Bir sabah, okul yolunda küçük bir çocuk gördüm. Ağlıyordu.
Etrafında insanlar vardı; kimi işe yetişiyor, kimi telefona dalmış, kimi kendi dünyasına gömülmüş... Kimse durup sormuyordu: “Neden ağlıyorsun?”
Oysa o çocuk birinin evladıydı. Bir annenin yüreği, bir babanın emaneti, bir toplumun geleceğiydi.
Yanına oturdum, elimi başına koydum. Bana baktı, gözyaşlarını sildi.
“Bir an seni annem sandım,” dedi.
Boğazım düğümlendi. Çünkü o anda anladım:
Bir çocuğun derdini yalnızca annesi değil, insan olan herkes sormalıydı.
Sordum, “Niçin ağlıyorsun?”
Ve aldığımla yıkıldım:
“Okula gelirken bir abi beni bıçakla kovaladı. Çok korktum. Duvarın dibine saklandım. Ağlıyorum. Ben okumak istiyorum ama artık korkuyorum. Annem babam ayrı, babaannem hasta. Her gün tek başıma geliyorum. Artık okumak istemiyorum...”
Sustum. Çünkü o çocuğun gözyaşında sadece korku değil, bizim eksikliğimiz vardı.
Biz nereye gidiyoruz?
Ne ara böylesine duyarsız olduk?
Bir çocuğun çığlığını duymadan, bir bakışı görmeden geçip gidecek kadar ne zaman “ben” olduk?
Oysa çözüm, “ben”de değil, “biz”de saklı.
Hep ben değil, sen olmalı, siz olmalı, biz olmalı.
Birlikte olduğumuzda, dayanıştığımızda, sorduğumuzda, dinlediğimizde, dokunduğumuzda bu ülke değişir.

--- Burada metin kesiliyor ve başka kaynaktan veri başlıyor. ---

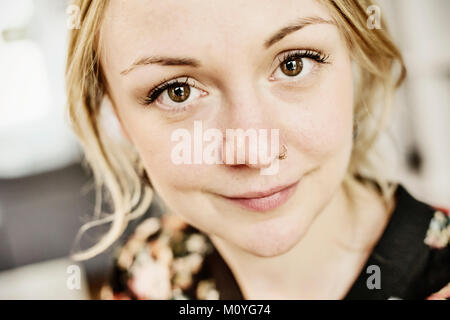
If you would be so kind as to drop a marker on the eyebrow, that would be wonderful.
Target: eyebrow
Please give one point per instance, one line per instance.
(297, 25)
(277, 36)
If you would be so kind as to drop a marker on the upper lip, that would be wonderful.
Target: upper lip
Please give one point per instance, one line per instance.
(261, 194)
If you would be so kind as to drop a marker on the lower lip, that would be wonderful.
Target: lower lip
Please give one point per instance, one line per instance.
(266, 203)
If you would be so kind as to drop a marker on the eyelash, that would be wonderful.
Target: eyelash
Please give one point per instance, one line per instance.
(315, 55)
(160, 88)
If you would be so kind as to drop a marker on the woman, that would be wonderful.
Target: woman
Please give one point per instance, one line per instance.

Çünkü bir toplum “biz” diyebildiği kadar insandır.
Ve bir çocuk, yalnız ağlıyorsa, orada “biz” yoktur artık.
Şimdi kendimize sormalıyız:
Biz sadece kendimizi mi görüyoruz, yoksa yanımızdan ağlayarak geçen o çocuğu da fark ediyor muyuz?
Bir çocuğun gözyaşı kuruyunca değil, biz yeniden “biz” olunca bu ülke iyileşecek.